All good stuff, but not the main reason he had gathered us there at all. No, that came after lunch:
Hijax is a best practise methodology for building web applications. It basically says:
- Build your pages in a completely modular fashion.
- Add the AJAX functionality in once you’ve got the pages working without it.
- Only add the AJAX in once you’ve thought very carefully about the usability and accessibility issues involved with them.
It takes it’s name from the fact that you hijack the default actions of a web page and bend them to your will. Clever huh? Jeremy does a much better job of explaining it, so I’ll leave the rest to him. One more comment though: When Google built GMail (one of Ajax’s poster children), they delivered a complete Ajax application first, then months later managed to produce a completely separate plain HTML version. They had to do all of the work twice: If they’d done it the Hijax way, they could have had both versions of GMail at once and in the same application. Makes you think, doesn’t it?
Ajax: The downside
Ajax is a fantastic technology which has far reaching implications across the web. However, it has some major issues: Usability and Accessibility to name but two.
Say the user clicks a button and something updates elsewhere on the page. How do we inform them that something happened? There’s a number of answers to this question: Animations and special effects are just two of them. But what if they have a low-resolution screen, they’re using big fonts, or they’ve simply scrolled too far, leaving the vital animation or effect off-screen? What about screen-reader users – how do you tell them that only part of the screen has updated?
Then there are the problems with bookmarking and the back-button. In a traditional web application, every move you make is added to the browser history. Ajax apps suffer many of the same issues as Flash and Frames-based sites: Because you aren’t refreshing the page every time, you aren’t updating the browser history. Hitting back will likely take you right out of the app and bookmarking simply doesn’t work. Jeremy’s answer was that if the user felt the need to bookmark, maybe you’re changing too much of the with page using Ajax?

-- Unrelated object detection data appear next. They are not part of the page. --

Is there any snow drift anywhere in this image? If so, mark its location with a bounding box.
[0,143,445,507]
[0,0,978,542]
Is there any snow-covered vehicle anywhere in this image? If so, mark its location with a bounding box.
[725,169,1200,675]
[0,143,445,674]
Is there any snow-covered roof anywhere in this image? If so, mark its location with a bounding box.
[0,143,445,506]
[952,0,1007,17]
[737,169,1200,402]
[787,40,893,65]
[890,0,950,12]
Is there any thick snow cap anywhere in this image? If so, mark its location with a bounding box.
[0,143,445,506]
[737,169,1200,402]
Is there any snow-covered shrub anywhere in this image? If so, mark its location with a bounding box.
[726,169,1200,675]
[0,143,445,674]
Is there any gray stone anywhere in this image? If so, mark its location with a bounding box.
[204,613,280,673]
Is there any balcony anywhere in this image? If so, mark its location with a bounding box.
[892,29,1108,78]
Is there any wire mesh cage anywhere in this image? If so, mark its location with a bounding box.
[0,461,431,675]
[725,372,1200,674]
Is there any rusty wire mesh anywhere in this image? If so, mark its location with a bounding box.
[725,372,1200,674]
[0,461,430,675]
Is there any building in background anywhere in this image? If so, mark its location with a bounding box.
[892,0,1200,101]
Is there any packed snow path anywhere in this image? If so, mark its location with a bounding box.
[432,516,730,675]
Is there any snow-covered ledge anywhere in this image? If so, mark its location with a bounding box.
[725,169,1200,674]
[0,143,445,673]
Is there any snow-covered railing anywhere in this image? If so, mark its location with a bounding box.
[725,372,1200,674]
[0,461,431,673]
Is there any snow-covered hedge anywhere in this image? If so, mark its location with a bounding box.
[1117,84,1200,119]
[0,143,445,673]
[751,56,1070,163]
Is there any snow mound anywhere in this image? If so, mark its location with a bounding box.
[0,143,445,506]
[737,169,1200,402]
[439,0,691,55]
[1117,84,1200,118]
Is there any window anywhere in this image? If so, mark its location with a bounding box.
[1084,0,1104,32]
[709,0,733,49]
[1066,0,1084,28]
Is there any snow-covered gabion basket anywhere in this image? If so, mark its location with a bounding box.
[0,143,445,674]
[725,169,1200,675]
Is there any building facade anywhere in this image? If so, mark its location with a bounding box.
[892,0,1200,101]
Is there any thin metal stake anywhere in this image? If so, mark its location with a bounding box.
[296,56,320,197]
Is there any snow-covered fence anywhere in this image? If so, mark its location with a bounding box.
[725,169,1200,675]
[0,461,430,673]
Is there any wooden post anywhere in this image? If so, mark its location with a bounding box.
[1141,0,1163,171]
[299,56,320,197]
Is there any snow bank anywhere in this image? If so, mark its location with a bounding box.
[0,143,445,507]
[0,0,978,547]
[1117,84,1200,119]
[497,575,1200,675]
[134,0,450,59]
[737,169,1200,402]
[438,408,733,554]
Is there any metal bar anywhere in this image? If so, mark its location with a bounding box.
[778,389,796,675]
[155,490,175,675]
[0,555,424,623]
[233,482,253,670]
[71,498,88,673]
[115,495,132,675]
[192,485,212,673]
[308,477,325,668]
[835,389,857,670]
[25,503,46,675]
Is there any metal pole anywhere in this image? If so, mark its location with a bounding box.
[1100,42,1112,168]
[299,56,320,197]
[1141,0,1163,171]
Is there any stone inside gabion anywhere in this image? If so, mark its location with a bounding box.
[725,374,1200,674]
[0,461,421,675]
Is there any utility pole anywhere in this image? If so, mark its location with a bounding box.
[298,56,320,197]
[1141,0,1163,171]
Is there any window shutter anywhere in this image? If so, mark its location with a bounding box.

On top of all this, I found the time to chat to the likes of Adam (from the DiH mailinglist), Molly, Mike and Paul about IE7, it’s implications and how Microsoft are changing, then later to Jeremy, Bruce and others about haircuts, earrings, Flickr and social networking.
After the workshop, we all trudged upstrairs to the hotel bar and indulged in a couple of beers. At some point my sister, Alice, phoned me and demanded that I go and see her. We met up with Angus and dined in a very good turkish restaurant, before hooking up with various friends of hers for the evening. I think we left Tru Thoughts @ Cargo at about 3:30am. A long day, but a good-un.
Oooh, that got a bit stream-of-consciousness there for a while didn’t it?
 Did I just write “blogosphere”? Gaaah… shudder.